Aerosol Properties Observed during the CACTI Campaign in Argentina
JEROME FAST, Fan Mei, Jason Tomlinson, Mikhail Pekour, Beat Schmid, Alla Zelenyuk, Arthur J. Sedlacek, Maria Zawadowicz, Bin Zhao, Po-Lun Ma, Adam Varble,
Pacific Northwest National Laboratory Abstract Number: 58
Working Group: Aerosols, Clouds and Climate
AbstractThe Cloud, Aerosol, and Complex Terrain Interactions (CACTI) field campaign was conducted over the Sierras de Cordoba range in north-central Argentina between October 2018 and April 2019 to better understand the role of atmospheric thermodynamics, topographic forcing, and aerosols on the lifecycle of convective clouds. The extreme storms in this region are some of the deepest, largest, and longest-lived on Earth. The extensive CACTI measurements thus provide an opportunity to better understand interactions between aerosols and convective cloud properties that are highly uncertain. As a first step, this study characterizes the spatial and temporal variations in aerosol number, mass, size, composition, compositional mixing state, and cloud condensation nuclei using both ground and airborne instrumentation.

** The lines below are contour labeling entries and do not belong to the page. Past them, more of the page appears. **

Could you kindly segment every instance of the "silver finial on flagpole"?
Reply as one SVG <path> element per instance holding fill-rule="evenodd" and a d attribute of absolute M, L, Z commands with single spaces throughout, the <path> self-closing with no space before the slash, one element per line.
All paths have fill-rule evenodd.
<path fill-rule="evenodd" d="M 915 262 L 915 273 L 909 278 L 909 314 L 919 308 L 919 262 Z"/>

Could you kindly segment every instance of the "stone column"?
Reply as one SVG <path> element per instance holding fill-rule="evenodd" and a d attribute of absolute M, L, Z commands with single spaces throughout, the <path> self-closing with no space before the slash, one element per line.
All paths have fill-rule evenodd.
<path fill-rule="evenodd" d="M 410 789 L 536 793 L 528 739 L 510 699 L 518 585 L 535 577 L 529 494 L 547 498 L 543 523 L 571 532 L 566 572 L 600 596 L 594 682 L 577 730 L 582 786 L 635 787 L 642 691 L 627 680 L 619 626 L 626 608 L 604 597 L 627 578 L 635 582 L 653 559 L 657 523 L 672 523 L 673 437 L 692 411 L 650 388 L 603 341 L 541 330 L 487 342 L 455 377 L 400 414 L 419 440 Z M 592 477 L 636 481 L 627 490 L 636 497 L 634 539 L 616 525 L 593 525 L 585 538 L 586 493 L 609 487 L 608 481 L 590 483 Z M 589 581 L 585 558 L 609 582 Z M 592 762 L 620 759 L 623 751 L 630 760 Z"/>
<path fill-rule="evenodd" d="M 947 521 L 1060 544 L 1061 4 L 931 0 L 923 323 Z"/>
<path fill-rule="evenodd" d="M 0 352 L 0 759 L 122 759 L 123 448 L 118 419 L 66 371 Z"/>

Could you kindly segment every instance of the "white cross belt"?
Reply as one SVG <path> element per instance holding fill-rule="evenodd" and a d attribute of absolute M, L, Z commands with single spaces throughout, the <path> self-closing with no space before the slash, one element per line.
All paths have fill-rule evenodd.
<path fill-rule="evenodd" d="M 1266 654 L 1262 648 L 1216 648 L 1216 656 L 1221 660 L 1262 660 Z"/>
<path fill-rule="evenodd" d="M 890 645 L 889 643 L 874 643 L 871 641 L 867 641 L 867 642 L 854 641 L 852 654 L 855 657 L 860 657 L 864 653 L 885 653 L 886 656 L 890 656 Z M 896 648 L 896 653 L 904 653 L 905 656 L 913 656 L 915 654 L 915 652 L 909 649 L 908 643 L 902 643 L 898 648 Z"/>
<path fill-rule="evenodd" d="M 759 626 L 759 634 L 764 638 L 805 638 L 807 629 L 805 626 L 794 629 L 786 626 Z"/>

Aerosol properties were found to be strongly controlled by changing synoptic meteorological conditions. The northerly low-level jet along the eastern side of the Andes frequently transports biomass burning aerosols from the southern Amazon basin into Argentina. When the winds shift to the south, concentrations of accumulation mode aerosols decrease as concentrations of coarse dust particles originating from Patagonia increase. Accumulation mode aerosols on some days are highly correlated with carbon monoxide, suggesting the aerosols primarily originate from anthropogenic or biomass burning sources. This correlation is weak on other days, suggesting natural sources dominate. Ground and aircraft measurements are combined and analyzed to determine whether increases in surface ultrafine particle concentrations are due to downward entrainment from the lower free troposphere or local new particle formation events in the boundary layer. Since relatively few in situ aerosol measurements have been collected in the southern hemisphere, CACTI measurements provide an opportunity to evaluate global model predictions. Therefore, we also compare E3SM model predictions, with and without new treatments of nucleation and ultrafine particles, to aircraft and ground measurements to help explain the possible mechanisms responsible for aerosol nucleation.